Law enforcement continues their investigation on September 24, 2017, at the Burnette Chapel Church of Christ in Antioch, Tennessee, where one person was killed and seven were wounded last week. (Getty images)

The number of homicides and other violent crimes is rising in the United States, with statistics showing that 2016 had the largest single-year increase in 25 years, according to new data by the US government.

There were an estimated 17,250 murders in the US in 2016, up 8.6 percent compared to 2015 and more than 20 percent higher than the 2014 levels, according to the FBI's annual crime statistics released Monday.

Overall violent crimes — murder, rape, robbery and aggravated assault — increased by 4.1 percent in 2016, after rising by 3.3 percent in 2015, the FBI's Uniform Crime Reporting data shows.

The spike in violent crimes, the largest for a two-year period since US crime rates peaked in 1991, is fueling concerns that the United States is in the midst of a fresh violent crime spree following two decade of falling crime rates.

The US Department of Justice, which administers the FBI, said the report "reaffirms that the worrying violent crime increase that began in 2015 after many years of decline was not an isolated incident."

"Could it be a trend? Absolutely," said John Pfaff, a Fordham University law professor and statistician. "But it certainly doesn't confirm it's a trend in one way or another."

The increases in violent crime were seen across much of the country, with cities large and small reporting rises. Chicago and Baltimore, the country's two most violent cities, accounted for 15 percent of the increase in the number of murders in the US.

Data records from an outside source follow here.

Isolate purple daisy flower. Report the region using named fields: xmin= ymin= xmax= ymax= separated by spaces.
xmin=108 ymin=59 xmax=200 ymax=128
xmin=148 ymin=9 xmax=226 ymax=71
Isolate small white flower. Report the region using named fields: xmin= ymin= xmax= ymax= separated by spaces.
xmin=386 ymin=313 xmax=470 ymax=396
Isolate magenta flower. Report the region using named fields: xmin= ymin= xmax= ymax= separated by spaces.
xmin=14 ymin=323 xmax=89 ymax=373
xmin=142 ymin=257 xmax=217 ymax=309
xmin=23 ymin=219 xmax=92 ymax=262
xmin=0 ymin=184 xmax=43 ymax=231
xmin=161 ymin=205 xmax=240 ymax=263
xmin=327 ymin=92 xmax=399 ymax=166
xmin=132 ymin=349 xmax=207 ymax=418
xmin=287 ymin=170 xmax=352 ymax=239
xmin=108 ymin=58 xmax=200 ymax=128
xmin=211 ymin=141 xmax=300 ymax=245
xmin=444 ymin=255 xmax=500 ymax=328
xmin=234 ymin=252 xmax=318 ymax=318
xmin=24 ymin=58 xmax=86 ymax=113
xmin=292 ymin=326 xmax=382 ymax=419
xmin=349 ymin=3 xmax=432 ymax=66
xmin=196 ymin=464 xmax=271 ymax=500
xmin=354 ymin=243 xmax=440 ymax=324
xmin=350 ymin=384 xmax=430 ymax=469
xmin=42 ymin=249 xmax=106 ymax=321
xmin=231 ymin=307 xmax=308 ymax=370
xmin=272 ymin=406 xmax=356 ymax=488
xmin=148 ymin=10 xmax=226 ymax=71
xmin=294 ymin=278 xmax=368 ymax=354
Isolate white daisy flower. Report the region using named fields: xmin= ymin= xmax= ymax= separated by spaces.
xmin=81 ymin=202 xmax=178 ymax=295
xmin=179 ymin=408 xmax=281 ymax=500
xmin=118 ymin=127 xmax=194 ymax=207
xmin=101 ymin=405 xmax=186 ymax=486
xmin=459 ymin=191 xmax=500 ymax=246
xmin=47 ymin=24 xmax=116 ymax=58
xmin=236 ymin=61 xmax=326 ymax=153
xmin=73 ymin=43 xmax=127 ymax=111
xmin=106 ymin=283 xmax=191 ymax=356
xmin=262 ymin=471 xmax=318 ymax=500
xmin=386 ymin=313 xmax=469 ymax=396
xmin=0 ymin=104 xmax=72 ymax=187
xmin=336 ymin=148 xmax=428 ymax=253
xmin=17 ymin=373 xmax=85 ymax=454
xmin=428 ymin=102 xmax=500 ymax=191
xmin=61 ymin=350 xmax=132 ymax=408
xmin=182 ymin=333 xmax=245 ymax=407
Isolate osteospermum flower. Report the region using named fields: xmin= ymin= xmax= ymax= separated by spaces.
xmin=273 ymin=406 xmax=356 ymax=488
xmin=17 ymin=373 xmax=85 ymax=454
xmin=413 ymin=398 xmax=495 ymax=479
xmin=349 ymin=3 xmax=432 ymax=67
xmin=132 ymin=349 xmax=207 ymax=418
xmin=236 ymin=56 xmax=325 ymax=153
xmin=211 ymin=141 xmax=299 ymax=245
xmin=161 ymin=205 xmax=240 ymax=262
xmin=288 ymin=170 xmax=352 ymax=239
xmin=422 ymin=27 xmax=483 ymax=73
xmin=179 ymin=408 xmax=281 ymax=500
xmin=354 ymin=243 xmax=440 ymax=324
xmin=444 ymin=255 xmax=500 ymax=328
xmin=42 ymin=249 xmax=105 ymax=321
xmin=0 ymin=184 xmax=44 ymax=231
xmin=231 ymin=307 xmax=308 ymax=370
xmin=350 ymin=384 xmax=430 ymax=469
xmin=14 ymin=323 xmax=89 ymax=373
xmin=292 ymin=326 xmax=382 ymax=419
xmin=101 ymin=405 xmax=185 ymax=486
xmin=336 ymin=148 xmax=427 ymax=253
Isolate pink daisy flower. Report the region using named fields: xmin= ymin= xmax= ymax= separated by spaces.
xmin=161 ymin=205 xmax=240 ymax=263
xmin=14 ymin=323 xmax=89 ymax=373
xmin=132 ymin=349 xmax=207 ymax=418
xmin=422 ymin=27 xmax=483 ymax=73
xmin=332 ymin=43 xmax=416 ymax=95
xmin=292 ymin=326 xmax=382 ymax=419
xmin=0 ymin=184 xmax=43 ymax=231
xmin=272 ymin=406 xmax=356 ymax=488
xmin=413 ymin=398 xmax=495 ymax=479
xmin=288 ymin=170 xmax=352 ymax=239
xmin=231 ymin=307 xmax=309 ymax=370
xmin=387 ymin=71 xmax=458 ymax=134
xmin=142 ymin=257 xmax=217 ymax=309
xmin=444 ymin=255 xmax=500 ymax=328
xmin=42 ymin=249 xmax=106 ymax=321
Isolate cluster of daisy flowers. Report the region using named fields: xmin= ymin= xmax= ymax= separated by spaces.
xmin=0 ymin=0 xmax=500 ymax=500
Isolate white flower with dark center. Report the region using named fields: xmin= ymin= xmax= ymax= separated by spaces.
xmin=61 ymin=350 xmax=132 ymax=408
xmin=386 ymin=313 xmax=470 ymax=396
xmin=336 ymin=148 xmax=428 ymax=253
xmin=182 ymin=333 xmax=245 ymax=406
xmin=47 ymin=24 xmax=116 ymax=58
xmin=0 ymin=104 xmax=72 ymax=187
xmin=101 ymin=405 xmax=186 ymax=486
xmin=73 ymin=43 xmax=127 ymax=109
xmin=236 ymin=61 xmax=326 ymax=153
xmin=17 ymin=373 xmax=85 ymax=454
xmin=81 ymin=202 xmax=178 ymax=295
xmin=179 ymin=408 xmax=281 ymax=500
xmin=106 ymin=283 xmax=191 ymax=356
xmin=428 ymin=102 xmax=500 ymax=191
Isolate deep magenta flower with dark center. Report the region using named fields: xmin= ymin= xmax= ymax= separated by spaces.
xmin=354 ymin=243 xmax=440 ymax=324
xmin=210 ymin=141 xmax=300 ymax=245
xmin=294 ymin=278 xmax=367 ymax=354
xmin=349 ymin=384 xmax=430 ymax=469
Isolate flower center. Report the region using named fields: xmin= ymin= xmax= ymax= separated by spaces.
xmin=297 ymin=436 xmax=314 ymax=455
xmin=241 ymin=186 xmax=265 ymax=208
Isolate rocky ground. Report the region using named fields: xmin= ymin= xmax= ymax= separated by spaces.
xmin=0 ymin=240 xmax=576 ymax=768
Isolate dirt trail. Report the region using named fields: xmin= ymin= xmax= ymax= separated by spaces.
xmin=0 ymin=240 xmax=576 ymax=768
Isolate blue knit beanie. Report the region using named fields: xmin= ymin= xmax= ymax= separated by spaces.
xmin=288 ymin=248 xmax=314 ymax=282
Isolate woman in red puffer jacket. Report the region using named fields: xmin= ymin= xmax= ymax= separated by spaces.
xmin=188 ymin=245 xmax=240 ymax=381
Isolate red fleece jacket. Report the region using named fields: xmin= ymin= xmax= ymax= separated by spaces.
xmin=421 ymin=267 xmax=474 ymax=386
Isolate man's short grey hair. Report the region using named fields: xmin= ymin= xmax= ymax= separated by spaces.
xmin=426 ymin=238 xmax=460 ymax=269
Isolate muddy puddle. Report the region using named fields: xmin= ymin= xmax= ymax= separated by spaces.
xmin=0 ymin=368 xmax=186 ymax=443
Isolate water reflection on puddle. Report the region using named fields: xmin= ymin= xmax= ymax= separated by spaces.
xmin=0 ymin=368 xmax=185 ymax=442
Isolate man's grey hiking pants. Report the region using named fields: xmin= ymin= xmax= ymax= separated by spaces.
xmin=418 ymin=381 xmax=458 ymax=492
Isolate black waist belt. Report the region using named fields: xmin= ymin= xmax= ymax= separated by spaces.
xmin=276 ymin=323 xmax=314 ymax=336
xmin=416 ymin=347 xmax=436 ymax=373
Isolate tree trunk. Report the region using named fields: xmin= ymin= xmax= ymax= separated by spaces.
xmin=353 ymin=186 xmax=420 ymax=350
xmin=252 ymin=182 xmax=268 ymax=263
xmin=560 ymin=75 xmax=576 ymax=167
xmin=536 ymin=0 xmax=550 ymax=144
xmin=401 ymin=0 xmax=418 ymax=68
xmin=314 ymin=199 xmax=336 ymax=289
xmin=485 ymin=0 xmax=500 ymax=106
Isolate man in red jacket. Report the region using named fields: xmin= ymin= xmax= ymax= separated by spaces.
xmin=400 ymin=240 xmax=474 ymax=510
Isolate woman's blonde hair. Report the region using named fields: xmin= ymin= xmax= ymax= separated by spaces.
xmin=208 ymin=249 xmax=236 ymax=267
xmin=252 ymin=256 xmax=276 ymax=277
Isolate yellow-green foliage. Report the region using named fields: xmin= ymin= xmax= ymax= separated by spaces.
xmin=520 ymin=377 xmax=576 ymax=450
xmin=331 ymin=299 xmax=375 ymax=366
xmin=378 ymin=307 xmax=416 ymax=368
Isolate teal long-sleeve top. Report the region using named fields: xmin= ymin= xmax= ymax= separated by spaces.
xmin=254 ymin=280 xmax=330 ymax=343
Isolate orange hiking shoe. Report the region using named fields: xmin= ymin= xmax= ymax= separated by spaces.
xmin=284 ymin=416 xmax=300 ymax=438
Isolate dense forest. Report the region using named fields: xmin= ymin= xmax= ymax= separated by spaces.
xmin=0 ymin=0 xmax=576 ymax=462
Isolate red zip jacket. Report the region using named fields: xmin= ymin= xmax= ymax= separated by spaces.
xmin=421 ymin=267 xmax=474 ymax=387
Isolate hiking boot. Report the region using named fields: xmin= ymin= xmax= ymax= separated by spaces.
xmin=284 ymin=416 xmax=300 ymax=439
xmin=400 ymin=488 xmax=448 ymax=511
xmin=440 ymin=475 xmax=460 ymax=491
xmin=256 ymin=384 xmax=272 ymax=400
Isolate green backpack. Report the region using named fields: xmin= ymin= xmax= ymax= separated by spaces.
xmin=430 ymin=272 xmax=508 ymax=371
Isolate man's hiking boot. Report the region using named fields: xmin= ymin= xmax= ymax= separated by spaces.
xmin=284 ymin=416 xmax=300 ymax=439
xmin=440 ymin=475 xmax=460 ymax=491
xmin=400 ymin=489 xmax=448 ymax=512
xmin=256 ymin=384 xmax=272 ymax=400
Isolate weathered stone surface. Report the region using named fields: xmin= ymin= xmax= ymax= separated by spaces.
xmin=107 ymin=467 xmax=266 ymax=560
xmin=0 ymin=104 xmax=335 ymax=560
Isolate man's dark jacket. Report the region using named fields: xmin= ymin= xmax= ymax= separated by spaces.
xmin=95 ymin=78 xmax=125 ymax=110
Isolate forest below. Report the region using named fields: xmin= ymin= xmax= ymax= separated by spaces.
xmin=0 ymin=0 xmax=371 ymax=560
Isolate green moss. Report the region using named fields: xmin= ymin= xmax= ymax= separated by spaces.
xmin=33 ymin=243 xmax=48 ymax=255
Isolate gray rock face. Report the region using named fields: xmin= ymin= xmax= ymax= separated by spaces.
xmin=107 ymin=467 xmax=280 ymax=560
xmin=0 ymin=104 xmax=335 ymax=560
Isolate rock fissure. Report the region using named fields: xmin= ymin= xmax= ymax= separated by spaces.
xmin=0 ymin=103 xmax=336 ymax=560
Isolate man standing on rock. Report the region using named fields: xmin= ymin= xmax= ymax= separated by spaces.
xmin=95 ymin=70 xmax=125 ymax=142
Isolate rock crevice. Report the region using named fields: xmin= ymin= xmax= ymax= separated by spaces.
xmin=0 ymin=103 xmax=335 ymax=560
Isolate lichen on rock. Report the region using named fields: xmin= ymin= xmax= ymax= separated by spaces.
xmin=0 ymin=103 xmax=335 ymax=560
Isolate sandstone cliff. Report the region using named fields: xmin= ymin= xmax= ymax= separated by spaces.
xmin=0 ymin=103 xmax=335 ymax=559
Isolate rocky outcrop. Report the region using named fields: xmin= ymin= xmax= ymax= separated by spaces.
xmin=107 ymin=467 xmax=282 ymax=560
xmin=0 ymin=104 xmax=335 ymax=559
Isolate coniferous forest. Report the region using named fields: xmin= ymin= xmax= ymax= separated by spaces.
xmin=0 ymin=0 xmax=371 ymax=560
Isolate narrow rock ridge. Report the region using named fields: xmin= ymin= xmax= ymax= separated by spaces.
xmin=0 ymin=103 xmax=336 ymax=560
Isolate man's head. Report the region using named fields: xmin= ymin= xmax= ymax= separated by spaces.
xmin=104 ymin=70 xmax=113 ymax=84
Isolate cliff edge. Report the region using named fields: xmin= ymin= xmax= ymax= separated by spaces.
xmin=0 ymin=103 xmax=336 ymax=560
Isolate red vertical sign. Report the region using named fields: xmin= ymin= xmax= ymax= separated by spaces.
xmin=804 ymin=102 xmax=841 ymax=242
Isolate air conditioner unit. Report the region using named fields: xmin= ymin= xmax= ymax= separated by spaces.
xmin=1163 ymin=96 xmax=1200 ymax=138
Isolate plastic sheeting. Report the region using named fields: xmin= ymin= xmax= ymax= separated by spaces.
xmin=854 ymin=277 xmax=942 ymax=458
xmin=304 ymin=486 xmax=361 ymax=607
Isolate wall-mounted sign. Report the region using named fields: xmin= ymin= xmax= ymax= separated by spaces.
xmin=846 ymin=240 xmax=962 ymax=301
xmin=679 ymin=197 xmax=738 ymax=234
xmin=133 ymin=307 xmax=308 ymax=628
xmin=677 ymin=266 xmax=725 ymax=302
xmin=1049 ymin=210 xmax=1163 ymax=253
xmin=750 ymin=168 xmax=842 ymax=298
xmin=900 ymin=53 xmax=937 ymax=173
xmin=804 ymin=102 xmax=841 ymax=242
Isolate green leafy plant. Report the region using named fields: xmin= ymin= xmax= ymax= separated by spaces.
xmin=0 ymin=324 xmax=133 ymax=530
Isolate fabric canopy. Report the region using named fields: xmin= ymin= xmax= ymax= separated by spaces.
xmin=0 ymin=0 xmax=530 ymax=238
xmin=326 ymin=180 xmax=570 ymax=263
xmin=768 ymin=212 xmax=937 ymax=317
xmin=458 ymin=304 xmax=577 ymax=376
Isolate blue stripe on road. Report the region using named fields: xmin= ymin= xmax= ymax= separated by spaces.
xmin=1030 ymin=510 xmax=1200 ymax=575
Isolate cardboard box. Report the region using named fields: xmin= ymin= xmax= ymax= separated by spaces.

"It suggests that it is a national trend and not just a thing we can blame on Chicago or something we can blame on Baltimore," said Jeff Asher, a crime analyst based in New Orleans, Louisiana. "It is happening in a lot of American cities."

US President Donald Trump and Attorney General Jeff Sessions have highlighted the rise in violent crime over the past two years to argue for tougher policing and other law enforcement policies. Sessions has vowed to confront what he called "the rising tide of violent crime in America."